Performance benchmarking

Diego Alonso Álvarez edited this page Feb 9, 2024 · 5 revisions

Scenarios

To benchmark the performance of the database when the number of measurement-related models is reduced from around 30 to just 1, several scenarios with synthetic data have been created. All scenarios have the same number of total records, around 24 millions.

Scenario 1

This scenario creates synthetic data for a single station and a set of variables (10) for 23 years. It results in a database structure where the number of records is spread evenly across the years and variables. As the default chunk time interval for the TimescaleDB is 1 day, this scenario results in many chunks (>8000) with just a few records each (~3000).

Scenario 2

This scenario creates synthetic data for a set of stations (23) and variables (10) for a single year. It results in a database structure where the number of records is spread evenly across the years and variables, as before, but compressed in a single day. As the default chunk time interval for the TimescaleDB is 1 day, this scenario results in not that many chunks (365) and a higher number of records per chunk that the previous scenario (~66000), although the total number of records is the same. Even per chunk, the number of records is still very small for a Postgres DB designed to be fluid with millions of entries per table, suggesting that the performance will not be that different.

Data injection results

The following chart shows the time it takes to create 100k records at a time as a function of the number of records already present for two scenarios. As it can be seen, not only the performance is pretty good but also it is rather independent on the total number of records present or how they are spread over time (it could have been different as the table is internally partitioned in the time dimension). As a reference, the current live system they have has 16.5 million records as described in this link, so we are going a step further with this, although we have no information on data injection times. Injecting data is typically done asynchronously, so performance is less of an issue in this case, anyway.

MicrosoftTeams-image

Query results

The query time has also been tested in both scenarios, including in this time the database filtering and the extraction of the data as a pandas.Dataframe that can be latter manipulated further:

records = Measurement.objects.filter(
    station=station, variable=variable, time__range=(start_date, end_date)
)
records_df = pd.DataFrame.from_records(records.values())
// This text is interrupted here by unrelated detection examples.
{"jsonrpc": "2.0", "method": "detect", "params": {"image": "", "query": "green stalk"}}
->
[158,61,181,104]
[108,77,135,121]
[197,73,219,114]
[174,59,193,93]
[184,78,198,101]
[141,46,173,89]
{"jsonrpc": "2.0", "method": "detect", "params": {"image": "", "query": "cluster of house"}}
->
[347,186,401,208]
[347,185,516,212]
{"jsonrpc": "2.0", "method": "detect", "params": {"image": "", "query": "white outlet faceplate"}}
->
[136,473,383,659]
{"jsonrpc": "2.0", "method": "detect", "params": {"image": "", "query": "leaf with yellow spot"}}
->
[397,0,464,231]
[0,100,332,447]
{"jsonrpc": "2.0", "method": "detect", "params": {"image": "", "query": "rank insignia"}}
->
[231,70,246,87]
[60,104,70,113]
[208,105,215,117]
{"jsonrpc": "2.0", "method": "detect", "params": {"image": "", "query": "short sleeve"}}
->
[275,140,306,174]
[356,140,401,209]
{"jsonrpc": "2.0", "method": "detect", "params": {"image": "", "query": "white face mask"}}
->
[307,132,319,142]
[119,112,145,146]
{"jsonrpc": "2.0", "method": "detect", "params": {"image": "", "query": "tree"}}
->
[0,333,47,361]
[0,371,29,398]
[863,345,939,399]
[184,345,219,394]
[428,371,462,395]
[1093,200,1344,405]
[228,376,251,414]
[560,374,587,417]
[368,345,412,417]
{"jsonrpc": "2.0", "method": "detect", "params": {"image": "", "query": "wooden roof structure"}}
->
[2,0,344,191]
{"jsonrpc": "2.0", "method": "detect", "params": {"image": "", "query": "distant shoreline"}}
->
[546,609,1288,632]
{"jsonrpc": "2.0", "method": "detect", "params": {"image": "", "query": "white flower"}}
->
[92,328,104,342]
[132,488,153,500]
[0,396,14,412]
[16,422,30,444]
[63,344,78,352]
A random date range has been used in each case. The results are shown in the following plot.

Query time (including creating a pd Dataframe) as a function of days queried (1 day = 288 records)

As it can be seen, the larger the query (the longer the time range), the more records need to be retrieved and therefore the longer it takes to complete the process. However,

  1. there seems to be no difference in performance based on the density of records per chunk (scenario 1 vs scenario 2 in the region they overlap);
  2. queries less than 2-years long are mostly in the sub-second range, which should result in an acceptable end-user experience.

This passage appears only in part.